August 31, 2014

If I Told You So by Timothy Woodward (review)

Title: If I Told You So
Author: Timothy Woodward
Release date: August 28, 2012
Publisher: Kensington
Genre: YA, LGBT
Buy on: Amazon | Book Depository | B&N

The summer you turn sixteen is supposed to be unforgettable. It's the stuff of John Hughes movies and classic songs, of heart-stopping kisses and sudden revelations. But life isn't always like the movies. . . For Sean Jackson, sixteen is off to an inauspicious start. His options: take a landscaping job in Georgia with his father, or stay in his small New Hampshire hometown, where the only place hiring is the local ice cream shop. Donning a pink t-shirt to scoop sundaes for tourists and seniors promises to be a colder, stickier version of hell. Still, he opts to stay home.
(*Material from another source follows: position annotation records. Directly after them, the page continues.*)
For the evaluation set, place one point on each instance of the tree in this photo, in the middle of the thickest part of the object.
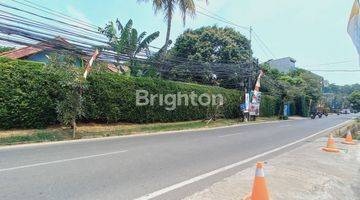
(213, 44)
(187, 7)
(216, 56)
(125, 40)
(5, 49)
(354, 99)
(69, 107)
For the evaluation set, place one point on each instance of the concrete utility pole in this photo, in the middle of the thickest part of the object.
(250, 35)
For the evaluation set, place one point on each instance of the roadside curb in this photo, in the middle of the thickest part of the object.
(135, 135)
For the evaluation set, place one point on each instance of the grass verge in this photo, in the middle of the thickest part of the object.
(106, 130)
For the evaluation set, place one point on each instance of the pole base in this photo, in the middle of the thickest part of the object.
(331, 150)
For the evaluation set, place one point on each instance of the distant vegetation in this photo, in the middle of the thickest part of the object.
(338, 97)
(5, 49)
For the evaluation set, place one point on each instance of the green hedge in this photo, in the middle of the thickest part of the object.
(112, 98)
(302, 106)
(269, 106)
(29, 93)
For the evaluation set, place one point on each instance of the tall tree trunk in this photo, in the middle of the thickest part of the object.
(74, 128)
(168, 32)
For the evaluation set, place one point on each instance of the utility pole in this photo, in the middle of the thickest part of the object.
(250, 35)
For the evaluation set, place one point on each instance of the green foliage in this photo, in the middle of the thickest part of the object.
(212, 44)
(125, 40)
(37, 137)
(337, 97)
(354, 99)
(5, 49)
(297, 87)
(112, 98)
(33, 96)
(302, 106)
(269, 106)
(28, 95)
(69, 102)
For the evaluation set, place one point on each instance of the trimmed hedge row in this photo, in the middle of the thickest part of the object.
(112, 98)
(29, 93)
(269, 106)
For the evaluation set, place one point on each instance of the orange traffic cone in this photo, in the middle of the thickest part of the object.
(259, 191)
(330, 147)
(348, 139)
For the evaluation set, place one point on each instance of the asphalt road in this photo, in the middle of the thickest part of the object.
(166, 166)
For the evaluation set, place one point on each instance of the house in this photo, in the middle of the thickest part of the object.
(284, 65)
(40, 52)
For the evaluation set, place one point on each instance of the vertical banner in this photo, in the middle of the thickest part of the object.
(286, 110)
(247, 102)
(354, 26)
(255, 103)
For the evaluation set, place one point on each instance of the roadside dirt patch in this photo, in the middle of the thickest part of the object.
(305, 173)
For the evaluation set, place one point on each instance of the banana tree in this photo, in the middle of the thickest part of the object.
(125, 40)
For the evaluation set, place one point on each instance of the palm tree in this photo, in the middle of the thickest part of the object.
(187, 7)
(126, 40)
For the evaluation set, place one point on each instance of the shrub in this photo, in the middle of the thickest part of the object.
(112, 98)
(29, 95)
(269, 106)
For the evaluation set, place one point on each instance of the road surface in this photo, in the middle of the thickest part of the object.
(165, 166)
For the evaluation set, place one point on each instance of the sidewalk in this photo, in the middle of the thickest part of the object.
(305, 173)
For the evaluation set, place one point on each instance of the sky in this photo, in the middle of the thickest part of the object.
(314, 32)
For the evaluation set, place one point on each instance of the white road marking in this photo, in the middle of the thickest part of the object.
(229, 135)
(206, 175)
(284, 126)
(61, 161)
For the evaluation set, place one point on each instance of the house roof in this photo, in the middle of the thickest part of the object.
(39, 47)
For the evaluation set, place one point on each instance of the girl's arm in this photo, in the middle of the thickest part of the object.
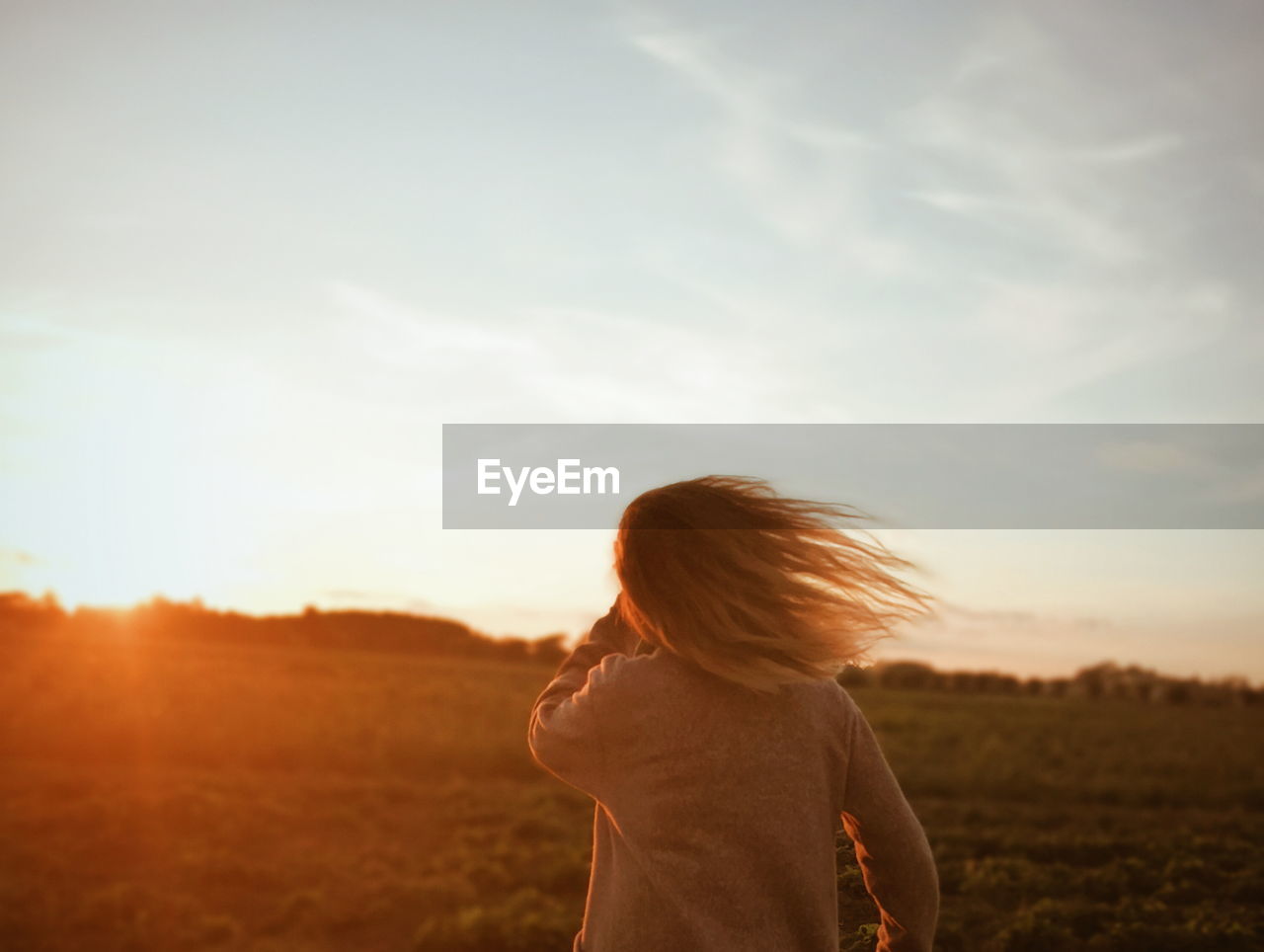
(892, 846)
(563, 732)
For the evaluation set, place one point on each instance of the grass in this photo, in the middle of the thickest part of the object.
(180, 797)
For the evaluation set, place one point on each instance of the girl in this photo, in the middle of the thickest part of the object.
(704, 718)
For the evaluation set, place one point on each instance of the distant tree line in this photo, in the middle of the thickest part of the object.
(1101, 680)
(23, 614)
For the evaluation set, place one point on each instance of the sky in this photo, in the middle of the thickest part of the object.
(254, 256)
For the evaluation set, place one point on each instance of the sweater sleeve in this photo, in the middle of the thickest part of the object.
(892, 846)
(564, 735)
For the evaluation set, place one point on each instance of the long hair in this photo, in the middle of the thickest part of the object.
(754, 587)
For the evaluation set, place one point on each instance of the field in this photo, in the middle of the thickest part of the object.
(188, 797)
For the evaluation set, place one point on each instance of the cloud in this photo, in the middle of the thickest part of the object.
(802, 175)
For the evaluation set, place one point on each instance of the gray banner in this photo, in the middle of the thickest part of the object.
(906, 476)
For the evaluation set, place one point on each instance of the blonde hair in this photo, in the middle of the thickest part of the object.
(757, 588)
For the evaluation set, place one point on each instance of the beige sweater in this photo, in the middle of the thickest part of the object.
(717, 809)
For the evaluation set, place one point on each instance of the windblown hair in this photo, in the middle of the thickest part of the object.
(754, 587)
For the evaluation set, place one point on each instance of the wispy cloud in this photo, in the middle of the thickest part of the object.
(804, 176)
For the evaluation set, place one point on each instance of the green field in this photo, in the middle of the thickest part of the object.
(180, 797)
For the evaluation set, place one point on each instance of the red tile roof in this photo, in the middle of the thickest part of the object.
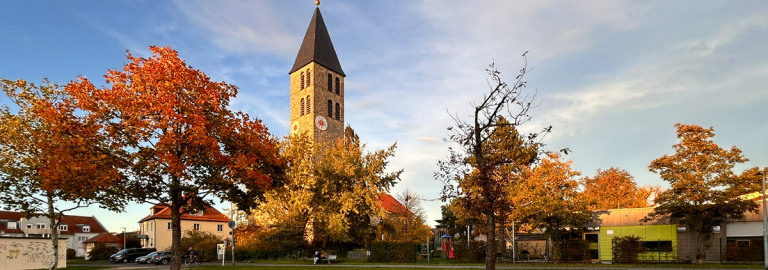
(392, 205)
(104, 237)
(72, 223)
(164, 212)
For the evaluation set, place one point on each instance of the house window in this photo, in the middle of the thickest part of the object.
(657, 245)
(338, 111)
(742, 243)
(338, 85)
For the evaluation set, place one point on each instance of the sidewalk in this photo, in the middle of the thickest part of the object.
(358, 266)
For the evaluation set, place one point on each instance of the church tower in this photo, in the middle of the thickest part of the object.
(317, 86)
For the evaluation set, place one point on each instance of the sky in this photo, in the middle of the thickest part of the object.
(611, 77)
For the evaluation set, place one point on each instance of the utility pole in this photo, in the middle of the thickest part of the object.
(123, 236)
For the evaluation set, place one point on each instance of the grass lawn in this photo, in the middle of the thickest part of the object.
(85, 267)
(547, 266)
(83, 261)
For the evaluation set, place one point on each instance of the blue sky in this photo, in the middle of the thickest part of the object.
(613, 77)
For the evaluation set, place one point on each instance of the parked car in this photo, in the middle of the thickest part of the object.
(145, 258)
(130, 254)
(161, 257)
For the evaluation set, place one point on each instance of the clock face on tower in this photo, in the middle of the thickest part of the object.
(321, 123)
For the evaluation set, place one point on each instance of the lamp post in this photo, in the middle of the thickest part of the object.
(123, 236)
(765, 227)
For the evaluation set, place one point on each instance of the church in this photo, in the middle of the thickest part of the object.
(317, 92)
(317, 86)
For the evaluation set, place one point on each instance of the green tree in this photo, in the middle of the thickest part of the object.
(46, 158)
(473, 173)
(170, 128)
(331, 195)
(704, 192)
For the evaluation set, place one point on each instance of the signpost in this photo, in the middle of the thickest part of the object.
(222, 251)
(232, 226)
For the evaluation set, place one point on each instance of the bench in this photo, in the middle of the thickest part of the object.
(329, 258)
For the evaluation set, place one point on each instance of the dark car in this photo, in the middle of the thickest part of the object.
(161, 257)
(130, 254)
(145, 258)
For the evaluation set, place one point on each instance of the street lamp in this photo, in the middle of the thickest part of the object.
(123, 236)
(765, 226)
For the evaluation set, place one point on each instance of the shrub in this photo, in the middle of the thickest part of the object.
(392, 252)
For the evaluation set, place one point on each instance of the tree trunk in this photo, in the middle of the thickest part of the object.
(54, 233)
(175, 226)
(490, 246)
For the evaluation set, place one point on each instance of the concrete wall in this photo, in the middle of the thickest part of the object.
(30, 253)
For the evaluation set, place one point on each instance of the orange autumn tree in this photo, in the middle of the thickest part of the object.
(170, 127)
(46, 158)
(616, 188)
(548, 198)
(704, 191)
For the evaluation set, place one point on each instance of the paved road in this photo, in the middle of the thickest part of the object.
(549, 266)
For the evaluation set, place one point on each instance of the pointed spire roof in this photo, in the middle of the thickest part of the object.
(317, 46)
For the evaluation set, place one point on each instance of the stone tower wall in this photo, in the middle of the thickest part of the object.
(319, 95)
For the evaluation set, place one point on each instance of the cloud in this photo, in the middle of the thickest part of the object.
(244, 26)
(427, 139)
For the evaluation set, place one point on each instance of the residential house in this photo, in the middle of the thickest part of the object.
(155, 229)
(76, 229)
(105, 238)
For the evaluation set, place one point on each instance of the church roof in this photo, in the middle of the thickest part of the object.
(317, 47)
(392, 205)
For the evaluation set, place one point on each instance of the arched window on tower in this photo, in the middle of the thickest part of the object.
(338, 112)
(302, 107)
(338, 85)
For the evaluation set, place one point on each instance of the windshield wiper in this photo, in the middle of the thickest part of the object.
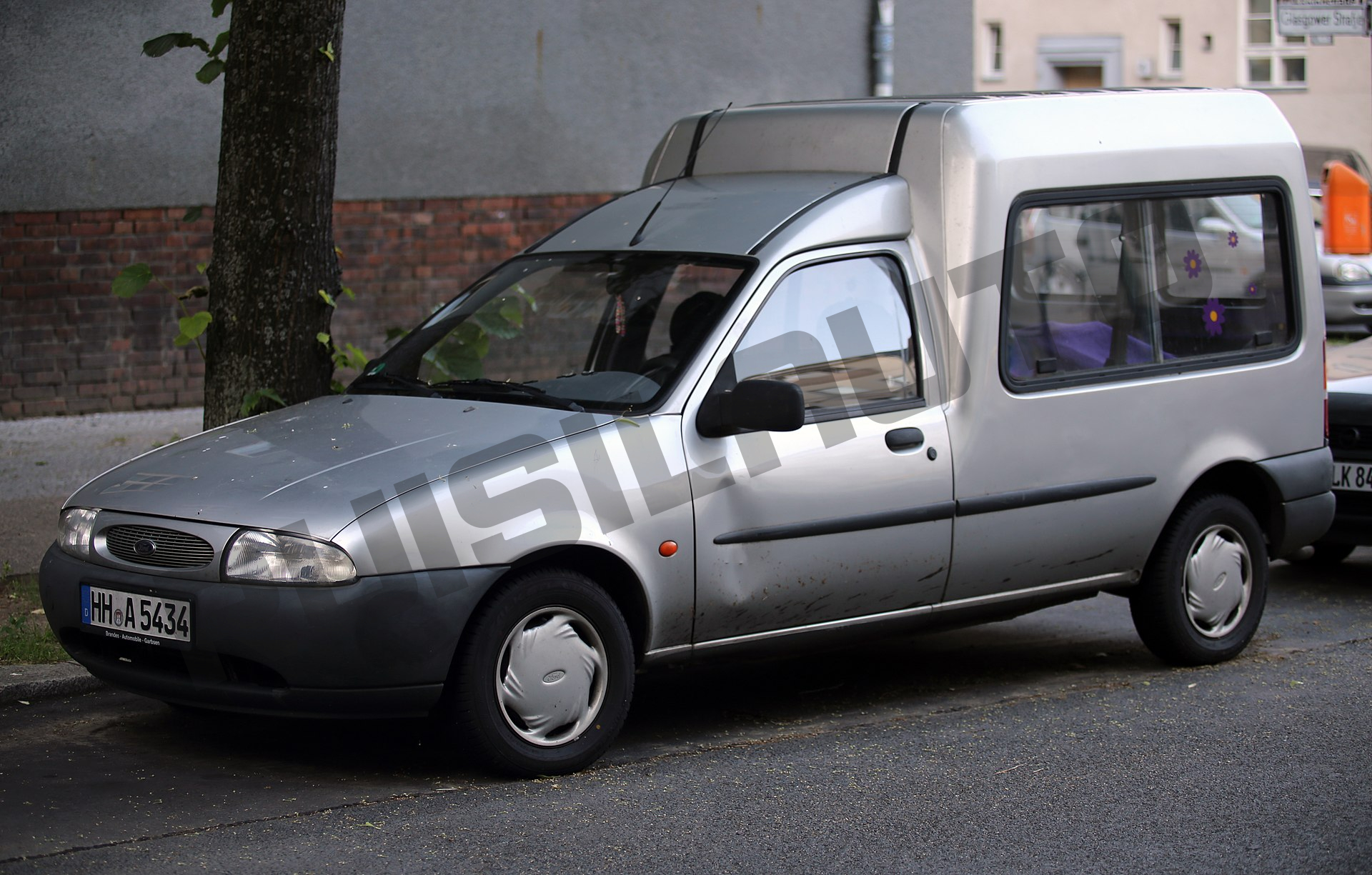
(487, 386)
(409, 386)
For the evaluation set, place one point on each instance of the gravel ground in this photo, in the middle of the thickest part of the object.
(44, 460)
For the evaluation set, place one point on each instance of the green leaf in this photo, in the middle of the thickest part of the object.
(514, 313)
(156, 47)
(210, 71)
(132, 280)
(220, 41)
(195, 324)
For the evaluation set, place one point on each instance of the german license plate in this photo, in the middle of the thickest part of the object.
(136, 616)
(1352, 476)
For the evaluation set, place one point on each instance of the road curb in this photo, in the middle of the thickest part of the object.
(29, 684)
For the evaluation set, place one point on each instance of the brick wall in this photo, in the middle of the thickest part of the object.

On his first day at work, Sean meets Becky, a wickedly funny New York transplant. The store manager, Jay, is eighteen, effortlessly cool, and according to Becky, "likes" Sean the way Sean's starting to like him. But before he can clear a path to the world that's waiting, Sean will have to deal with his overprotective mother, his sweet, popular girlfriend, Lisa, his absentee father, and all his own uncertainties and budding confusions.

Tender and achingly funny, this coming-of-age story will resonate with anyone who is--or has ever been--a teenager, when the only thing you can count on is how little you really know, and the next glance, or touch, or breathless night can be the one that changes everything...

This is another must read YA LGBT book. It's definitely up there with Almost Perfect by Brian Katcher, Fan Art by Sarah Tregay, Collide by J.R. Lenk and Something Like Summer by Jay Bell.

The story is about Sean who has pretty much known his whole life he likes guys but has never done anything about it in his sixteen years of life. He has a girlfriend who he likes, but not that way. He starts to think more about his sexuality when Jay and Becky enter his life.

Becky is a girl from New York who is all for the gays. She is a member of the GSA at her school and has quite some friends that are gay. The minute she sees Sean, she knows he is gay. Along the way she tries to 'help' (and you'll find out why I put help in between quotations marks) Sean get out of the closet.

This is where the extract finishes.